Very little information is available about the required muscular load during the different actions that take place during a motorcycle road race. In consequence, we could say that up to now, physical training programs in this sport have been based on empirical knowledge and not on scientific evidence. Therefore, the objectives of this study were (1) to assess the muscle activity changes that occur during riding on a road-race track, and (2) to find out whether muscle fatigue develops when riding a motorcycle during consecutive rounds of a training session on a circuit. We hypothesized that the most demanded muscles should be the flexor superficialis digitorum (FS), as the agonist of the brake-pulling action against the lever [4,24], accompanied by the extensor digitorum (ED) considered as the antagonist pair of the FS. Co-contraction of ED and carpi radialis (CR) is supposed to occur during the braking phase and entry of the curve because of their wrist stabilization role already observed in power grip tasks [25,26]. Based on the previous hypothesis, we supposed that at the end of the training sessions, at least some of these muscles should get into a fatigue state.

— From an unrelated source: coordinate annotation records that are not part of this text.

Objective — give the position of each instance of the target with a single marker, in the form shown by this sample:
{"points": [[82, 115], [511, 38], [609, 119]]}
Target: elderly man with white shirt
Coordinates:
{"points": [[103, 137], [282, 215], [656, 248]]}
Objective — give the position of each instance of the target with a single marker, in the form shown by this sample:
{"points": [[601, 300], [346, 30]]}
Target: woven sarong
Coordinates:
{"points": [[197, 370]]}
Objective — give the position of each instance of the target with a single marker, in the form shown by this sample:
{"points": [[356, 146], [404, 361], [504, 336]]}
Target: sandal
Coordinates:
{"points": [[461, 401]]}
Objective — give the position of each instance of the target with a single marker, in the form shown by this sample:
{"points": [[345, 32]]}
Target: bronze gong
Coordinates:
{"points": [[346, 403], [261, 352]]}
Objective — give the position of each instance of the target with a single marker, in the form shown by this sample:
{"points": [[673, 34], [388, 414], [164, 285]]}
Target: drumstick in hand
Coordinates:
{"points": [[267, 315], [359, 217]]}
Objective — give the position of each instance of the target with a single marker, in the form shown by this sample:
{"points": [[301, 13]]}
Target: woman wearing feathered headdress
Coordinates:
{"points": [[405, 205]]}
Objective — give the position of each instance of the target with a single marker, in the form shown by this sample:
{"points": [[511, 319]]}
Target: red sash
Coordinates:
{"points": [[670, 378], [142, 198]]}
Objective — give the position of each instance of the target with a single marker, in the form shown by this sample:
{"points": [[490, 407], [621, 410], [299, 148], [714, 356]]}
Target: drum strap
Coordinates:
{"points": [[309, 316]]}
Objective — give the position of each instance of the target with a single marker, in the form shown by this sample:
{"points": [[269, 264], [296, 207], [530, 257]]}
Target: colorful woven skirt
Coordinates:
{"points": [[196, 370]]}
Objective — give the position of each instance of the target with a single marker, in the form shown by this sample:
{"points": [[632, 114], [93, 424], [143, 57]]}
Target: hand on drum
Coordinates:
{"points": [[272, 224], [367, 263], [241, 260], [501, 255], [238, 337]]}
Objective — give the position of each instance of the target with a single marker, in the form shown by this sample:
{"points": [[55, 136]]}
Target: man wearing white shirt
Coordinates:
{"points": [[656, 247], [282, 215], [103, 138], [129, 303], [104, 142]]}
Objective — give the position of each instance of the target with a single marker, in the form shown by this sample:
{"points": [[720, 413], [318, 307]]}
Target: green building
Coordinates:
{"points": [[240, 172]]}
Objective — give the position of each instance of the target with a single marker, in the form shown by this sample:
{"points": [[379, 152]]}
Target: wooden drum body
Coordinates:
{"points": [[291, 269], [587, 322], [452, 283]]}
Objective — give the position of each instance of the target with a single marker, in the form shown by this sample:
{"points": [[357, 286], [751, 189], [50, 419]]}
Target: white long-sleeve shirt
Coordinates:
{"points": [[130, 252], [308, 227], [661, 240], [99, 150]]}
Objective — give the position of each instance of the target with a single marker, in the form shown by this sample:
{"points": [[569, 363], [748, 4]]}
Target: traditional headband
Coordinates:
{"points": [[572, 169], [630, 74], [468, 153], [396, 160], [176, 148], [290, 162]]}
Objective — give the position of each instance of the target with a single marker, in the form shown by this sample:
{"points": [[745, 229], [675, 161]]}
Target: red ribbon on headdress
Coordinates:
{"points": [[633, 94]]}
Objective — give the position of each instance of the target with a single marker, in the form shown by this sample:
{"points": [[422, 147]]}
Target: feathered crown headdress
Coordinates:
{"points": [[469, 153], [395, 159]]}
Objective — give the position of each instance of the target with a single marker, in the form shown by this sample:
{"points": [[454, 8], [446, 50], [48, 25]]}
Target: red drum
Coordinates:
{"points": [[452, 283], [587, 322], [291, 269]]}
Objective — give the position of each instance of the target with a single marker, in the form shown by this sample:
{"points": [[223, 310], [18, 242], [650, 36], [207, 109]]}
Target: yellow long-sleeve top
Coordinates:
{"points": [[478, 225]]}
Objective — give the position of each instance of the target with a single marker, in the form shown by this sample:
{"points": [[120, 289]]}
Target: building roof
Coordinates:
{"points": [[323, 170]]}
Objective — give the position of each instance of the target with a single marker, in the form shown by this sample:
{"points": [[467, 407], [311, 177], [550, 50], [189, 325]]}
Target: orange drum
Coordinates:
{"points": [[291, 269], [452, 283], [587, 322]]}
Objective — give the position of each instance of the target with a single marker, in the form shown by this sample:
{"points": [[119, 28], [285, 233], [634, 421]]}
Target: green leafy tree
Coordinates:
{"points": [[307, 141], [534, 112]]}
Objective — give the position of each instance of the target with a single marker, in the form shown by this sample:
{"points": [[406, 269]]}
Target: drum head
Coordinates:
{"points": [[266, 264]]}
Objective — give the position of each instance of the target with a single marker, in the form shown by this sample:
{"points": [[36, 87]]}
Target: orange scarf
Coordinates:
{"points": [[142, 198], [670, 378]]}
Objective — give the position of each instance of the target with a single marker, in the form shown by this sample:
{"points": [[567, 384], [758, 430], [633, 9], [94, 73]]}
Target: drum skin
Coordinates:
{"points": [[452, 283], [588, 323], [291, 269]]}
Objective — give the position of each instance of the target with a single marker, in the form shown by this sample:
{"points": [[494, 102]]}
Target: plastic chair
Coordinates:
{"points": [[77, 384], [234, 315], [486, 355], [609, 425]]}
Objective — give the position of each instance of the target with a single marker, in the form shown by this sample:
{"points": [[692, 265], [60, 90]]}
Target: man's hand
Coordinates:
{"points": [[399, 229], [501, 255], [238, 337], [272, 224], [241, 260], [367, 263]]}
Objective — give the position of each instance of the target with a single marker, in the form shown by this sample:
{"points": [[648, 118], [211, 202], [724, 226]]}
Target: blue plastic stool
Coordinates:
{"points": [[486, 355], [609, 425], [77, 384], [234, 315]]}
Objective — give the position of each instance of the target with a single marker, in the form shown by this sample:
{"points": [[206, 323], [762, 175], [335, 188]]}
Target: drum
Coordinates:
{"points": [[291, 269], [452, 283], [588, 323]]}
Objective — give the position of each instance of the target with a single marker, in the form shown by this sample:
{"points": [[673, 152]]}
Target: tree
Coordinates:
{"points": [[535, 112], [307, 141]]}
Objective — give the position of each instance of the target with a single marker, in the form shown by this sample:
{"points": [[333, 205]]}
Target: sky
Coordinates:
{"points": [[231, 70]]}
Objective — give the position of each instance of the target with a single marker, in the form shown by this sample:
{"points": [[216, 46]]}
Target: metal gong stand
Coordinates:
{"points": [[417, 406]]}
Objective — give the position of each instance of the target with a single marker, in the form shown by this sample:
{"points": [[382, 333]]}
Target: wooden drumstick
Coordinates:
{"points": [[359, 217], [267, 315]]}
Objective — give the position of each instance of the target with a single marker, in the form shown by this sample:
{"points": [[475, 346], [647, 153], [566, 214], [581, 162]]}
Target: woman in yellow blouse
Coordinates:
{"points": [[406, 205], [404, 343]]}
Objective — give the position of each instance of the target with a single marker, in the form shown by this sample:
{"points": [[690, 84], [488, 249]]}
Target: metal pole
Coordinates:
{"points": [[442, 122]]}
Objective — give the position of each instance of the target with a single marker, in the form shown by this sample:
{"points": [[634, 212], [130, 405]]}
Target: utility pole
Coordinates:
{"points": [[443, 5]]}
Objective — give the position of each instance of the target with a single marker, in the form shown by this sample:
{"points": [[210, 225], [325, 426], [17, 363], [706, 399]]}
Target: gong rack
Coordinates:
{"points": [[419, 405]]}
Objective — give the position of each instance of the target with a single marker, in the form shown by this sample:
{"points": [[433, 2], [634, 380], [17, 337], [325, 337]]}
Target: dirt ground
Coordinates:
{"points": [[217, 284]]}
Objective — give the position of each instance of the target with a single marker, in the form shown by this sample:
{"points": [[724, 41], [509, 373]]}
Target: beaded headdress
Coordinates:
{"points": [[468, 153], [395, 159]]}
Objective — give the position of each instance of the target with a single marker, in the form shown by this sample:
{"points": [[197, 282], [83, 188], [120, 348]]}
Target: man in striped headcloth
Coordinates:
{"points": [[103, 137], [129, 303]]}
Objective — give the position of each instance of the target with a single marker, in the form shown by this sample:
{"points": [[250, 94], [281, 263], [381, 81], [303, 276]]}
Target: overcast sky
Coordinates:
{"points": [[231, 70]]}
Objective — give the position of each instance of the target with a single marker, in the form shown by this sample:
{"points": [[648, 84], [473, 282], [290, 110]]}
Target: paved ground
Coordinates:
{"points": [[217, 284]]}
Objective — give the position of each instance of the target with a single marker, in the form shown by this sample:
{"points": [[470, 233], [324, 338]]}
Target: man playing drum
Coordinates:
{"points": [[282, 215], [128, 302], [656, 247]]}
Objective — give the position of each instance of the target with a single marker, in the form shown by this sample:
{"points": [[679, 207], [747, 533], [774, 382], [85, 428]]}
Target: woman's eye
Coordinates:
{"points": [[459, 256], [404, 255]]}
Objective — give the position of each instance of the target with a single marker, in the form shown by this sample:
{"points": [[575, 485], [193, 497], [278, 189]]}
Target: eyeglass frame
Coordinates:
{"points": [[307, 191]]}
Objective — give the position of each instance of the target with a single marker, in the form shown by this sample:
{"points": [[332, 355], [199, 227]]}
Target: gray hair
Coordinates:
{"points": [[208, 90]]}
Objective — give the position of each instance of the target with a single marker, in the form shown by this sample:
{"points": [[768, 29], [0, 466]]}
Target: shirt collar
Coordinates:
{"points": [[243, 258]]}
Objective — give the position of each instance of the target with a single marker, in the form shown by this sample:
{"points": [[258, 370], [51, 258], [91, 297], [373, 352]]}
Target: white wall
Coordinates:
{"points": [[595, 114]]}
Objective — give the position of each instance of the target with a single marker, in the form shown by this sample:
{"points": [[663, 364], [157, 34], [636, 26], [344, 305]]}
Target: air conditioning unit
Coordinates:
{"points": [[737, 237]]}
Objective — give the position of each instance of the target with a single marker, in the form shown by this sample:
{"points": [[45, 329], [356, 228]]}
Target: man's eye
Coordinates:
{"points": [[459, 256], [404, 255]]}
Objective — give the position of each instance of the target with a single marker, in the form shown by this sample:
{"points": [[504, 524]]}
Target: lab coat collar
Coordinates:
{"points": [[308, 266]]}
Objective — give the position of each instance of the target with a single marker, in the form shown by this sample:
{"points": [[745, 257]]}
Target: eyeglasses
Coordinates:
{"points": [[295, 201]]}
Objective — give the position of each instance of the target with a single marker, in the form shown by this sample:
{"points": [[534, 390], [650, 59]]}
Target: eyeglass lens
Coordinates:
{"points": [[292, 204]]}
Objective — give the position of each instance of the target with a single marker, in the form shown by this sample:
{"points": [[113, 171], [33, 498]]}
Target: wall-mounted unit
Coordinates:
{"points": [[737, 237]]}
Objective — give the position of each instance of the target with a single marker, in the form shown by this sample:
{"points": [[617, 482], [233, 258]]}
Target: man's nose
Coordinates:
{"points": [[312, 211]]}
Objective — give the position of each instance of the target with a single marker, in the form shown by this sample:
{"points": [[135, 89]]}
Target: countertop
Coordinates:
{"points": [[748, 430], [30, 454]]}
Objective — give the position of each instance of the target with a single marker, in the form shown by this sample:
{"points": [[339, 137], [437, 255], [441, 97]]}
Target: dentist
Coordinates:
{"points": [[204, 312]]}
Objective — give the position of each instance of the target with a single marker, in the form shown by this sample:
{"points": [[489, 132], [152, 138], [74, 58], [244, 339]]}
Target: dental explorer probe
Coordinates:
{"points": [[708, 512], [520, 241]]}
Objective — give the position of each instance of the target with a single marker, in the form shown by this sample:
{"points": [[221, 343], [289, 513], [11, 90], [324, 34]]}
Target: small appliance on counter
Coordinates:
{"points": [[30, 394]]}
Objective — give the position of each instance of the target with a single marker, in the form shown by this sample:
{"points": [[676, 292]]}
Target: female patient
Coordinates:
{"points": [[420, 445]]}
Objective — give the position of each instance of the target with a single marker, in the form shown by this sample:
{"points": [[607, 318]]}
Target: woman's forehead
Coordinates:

Knowing the high inertial forces that must be managed by the motorcycle riders [1,27], we additionally hypothesized that a complex interplay should exist between the agonist/antagonist pair mainly responsible for the stabilization of the elbow (biceps brachii versus triceps brachii; BB/TB) as well as for the role of the shoulders, when transmitting forces from de handlebar to the rest of the body and vice versa. With respect to the last hypothesis, the occurrence of fatigue should change the leadership figures and synergies among these muscles.

The relevance of these data should be considered with respect to the difficulty to obtain reliable sEMG recordings while riders drove at high speeds carrying on all measurement instruments despite heat, sudation, and movement artifacts. This challenging experiment opens new area for applied research in motorcycling.

It seems that pushing-like muscles, such as TB and DA, have sufficient relevance as to be seriously considered during physical conditioning specifically oriented to motorcycle racing. Among the always highly demanded forearm muscles, ED was more demanded and fatigued than FS and CR. Whereas PM and DA were fatigued especially in the last round, TB and DP showed a state of force increase. This state was particularly predominant in the BB muscle in the sharpest curves.